Second, was 24-year-old Lee Harvey Oswald the man who killed Mr. Kennedy, and if so, why? The evidence – of fingerprints, of opportunity, of the rifle itself – suggest he did. Certainly he was capable of killing, as the honour role of policemen killed on duty testifies, for, in the last remaining space, is the name of patrolman Tippett, seen by witnesses to be shot dead by Oswald. Why might Oswald do it? It is now clear beyond doubt that he was not only a most unpleasant young man, but an unstable one. He was clearly unbalanced. Most observers on the spot reject the idea that Oswald was either a hired assassin or that he acted as key man in a cruel plot. He was too unreliable for either proposition.

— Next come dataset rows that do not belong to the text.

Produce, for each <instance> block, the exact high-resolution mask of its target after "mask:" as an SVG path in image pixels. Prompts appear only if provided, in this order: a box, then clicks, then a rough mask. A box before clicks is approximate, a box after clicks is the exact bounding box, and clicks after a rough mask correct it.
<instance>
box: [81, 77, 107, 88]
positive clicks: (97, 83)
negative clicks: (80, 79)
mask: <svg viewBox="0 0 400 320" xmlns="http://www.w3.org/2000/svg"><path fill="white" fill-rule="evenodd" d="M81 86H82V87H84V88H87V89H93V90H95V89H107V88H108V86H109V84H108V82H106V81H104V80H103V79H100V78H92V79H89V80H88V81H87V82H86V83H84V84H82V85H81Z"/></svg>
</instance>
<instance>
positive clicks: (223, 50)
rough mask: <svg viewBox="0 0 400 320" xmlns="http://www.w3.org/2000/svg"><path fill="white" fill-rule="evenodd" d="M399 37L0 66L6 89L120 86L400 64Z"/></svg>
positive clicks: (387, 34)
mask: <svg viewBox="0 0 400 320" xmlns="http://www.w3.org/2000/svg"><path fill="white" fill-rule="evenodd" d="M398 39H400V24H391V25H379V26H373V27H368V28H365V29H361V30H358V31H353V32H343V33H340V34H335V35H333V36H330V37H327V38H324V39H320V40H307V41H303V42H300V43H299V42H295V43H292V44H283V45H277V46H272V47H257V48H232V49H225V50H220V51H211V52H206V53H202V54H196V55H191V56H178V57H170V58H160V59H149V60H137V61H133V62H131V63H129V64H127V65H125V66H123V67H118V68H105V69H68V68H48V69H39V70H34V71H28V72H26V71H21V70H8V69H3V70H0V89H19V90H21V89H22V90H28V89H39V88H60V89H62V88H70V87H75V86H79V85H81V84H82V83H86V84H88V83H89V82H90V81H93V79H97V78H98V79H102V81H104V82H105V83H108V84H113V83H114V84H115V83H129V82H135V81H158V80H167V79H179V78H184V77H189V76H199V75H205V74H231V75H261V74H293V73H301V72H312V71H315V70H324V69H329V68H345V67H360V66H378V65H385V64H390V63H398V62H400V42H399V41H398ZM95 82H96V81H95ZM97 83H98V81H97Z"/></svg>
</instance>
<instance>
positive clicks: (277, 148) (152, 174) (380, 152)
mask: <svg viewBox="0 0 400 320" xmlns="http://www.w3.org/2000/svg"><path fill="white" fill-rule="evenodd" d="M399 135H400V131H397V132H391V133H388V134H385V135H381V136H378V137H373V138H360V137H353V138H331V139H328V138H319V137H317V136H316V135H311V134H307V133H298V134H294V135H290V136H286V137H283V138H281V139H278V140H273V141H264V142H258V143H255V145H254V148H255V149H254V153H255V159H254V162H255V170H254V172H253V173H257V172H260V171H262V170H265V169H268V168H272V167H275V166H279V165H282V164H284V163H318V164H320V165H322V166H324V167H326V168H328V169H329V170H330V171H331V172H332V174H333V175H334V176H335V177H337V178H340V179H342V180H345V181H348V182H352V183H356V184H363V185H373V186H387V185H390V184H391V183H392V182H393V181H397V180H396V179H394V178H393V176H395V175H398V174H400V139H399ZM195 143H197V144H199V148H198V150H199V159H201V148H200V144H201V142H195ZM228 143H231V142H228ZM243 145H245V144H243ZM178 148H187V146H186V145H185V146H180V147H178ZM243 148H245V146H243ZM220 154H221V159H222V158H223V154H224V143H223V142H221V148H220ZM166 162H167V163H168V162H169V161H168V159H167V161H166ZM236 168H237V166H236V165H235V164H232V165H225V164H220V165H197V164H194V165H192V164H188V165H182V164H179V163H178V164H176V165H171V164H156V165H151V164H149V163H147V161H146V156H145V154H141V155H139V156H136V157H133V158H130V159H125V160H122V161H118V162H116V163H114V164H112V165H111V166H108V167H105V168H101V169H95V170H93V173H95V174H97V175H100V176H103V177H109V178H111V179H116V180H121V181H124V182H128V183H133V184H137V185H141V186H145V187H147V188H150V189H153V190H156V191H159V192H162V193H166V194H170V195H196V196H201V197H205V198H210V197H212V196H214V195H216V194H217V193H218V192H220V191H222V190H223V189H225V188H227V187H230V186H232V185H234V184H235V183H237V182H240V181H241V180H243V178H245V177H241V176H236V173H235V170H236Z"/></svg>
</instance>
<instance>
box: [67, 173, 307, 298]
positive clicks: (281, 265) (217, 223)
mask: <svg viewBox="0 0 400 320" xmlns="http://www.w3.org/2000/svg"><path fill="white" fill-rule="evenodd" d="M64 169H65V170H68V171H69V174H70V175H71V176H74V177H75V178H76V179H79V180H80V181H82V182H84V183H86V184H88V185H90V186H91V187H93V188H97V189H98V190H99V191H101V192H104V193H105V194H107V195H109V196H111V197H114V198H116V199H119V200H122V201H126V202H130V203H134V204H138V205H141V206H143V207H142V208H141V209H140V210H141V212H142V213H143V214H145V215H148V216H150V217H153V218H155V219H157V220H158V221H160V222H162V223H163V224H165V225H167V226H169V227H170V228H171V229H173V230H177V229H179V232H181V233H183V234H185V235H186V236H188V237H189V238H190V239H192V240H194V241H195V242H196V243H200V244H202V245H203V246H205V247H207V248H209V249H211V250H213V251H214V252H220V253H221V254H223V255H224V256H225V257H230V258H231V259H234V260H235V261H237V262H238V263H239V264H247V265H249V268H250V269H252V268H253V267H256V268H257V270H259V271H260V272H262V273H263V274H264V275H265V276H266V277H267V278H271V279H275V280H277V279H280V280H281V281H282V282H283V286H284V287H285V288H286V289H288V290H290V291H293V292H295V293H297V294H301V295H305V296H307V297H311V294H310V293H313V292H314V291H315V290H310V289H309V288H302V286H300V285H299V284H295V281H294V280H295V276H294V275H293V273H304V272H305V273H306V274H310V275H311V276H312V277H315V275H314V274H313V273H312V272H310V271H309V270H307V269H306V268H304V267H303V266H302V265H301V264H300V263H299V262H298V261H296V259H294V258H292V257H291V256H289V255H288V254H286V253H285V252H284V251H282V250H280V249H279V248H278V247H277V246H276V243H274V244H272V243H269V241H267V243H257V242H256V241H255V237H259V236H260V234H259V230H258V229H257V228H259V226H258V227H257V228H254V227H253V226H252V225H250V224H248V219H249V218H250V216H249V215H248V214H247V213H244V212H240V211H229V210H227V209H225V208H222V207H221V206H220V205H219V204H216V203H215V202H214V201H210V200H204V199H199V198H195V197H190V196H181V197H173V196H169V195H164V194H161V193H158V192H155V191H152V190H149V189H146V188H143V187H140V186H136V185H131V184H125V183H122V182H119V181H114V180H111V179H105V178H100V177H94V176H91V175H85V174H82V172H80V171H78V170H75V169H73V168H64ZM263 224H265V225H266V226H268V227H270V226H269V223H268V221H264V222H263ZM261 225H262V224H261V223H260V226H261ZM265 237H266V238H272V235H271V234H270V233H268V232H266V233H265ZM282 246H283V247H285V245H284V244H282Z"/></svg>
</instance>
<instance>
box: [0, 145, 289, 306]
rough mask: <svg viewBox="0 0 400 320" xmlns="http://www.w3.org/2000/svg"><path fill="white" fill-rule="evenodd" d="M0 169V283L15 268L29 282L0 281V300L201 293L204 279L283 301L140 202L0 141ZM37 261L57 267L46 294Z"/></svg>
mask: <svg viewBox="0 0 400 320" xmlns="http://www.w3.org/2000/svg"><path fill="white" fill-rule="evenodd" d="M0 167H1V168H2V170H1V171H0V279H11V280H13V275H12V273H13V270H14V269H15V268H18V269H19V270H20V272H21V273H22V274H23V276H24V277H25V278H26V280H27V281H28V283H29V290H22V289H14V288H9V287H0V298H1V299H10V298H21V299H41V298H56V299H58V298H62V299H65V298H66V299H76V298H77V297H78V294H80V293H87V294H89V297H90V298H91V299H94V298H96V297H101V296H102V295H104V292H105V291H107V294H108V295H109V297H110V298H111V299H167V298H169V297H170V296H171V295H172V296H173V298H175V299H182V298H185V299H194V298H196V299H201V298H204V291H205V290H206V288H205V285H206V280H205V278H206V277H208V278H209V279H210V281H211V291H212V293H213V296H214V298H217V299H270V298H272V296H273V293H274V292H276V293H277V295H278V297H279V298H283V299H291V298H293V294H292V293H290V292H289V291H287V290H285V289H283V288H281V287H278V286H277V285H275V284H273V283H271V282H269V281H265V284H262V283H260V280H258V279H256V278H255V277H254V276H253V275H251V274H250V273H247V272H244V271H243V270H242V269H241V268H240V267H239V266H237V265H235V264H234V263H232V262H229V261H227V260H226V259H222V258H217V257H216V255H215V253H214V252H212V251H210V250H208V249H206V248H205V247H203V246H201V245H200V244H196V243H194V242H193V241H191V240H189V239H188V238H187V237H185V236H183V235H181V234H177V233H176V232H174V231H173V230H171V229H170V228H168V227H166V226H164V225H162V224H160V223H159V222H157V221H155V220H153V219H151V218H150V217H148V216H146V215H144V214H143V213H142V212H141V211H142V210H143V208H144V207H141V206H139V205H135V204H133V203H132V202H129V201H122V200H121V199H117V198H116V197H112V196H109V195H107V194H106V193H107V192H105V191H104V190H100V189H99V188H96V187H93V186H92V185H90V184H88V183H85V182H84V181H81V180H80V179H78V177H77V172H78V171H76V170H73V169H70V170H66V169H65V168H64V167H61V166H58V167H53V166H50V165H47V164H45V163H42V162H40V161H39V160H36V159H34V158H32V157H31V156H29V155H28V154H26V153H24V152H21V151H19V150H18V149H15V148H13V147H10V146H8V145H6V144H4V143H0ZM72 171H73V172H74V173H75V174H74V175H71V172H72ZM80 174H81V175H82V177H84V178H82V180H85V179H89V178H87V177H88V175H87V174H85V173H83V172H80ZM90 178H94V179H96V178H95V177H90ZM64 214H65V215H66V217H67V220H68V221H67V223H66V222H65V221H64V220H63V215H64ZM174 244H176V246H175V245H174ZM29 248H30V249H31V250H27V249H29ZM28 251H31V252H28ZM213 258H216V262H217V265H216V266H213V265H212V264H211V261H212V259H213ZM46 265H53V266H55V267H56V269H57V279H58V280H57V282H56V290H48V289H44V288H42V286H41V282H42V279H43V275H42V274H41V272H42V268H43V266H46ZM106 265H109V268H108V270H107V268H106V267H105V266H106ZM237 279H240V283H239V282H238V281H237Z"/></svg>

The third and last question is: how could the police allow another unstable man with criminal tendencies, Jack Ruby, to shoot Oswald in the basement of police headquarters. The Mayor, Mr. Cabell, offered one explanation:
“There was a terrific amount of confusion due to the hundreds of media people, television cameras, and so on. Permitting these television and news media people in wasn’t done for purposes of publicity, but was done in order to let the world know that Oswald was properly treated in order that when he was brought to trial there could not be the accusation that he was brutally treated or that his rights were in any way taken away from him. He was shown to news people regularly so that they know that he was being treated properly. Then, of course, when this one man was able to break that cordon, that is just one of those things that can sometimes happen. May I say that sometimes in football a full-back can break a terrific line where you would think it would be impossible. That would be comparable to this situation.”
For Big D families who stayed at home on Thanksgiving night there was a macabre piece of film on television. Dallas police reconstructed the assassination – using two stand-ins in a car similar to that used by Mr. Kennedy – but substituting a camera for the rifle in the right-hand window fifth floor of the book warehouse.
Many people did not stay at home, however. By Thanksgiving Night, the assassination was six days old and, like so many of Dallas’s businessmen, newspapermen and hotelmen, people were anxious to forget and to believe that Big D was a swinging town still. They filled the clubs and the late-night restaurants — remembering, of to take their own bottles.
Only in Jack Ruby’s Carousel was business slow. The girls worked to a handful of curious sightseers from out of town.
The fact of the matter is, that, try as it may, Dallas will find it hard to forget what happened here at half-past twelve on 22nd November, 1963. Indeed, it never will.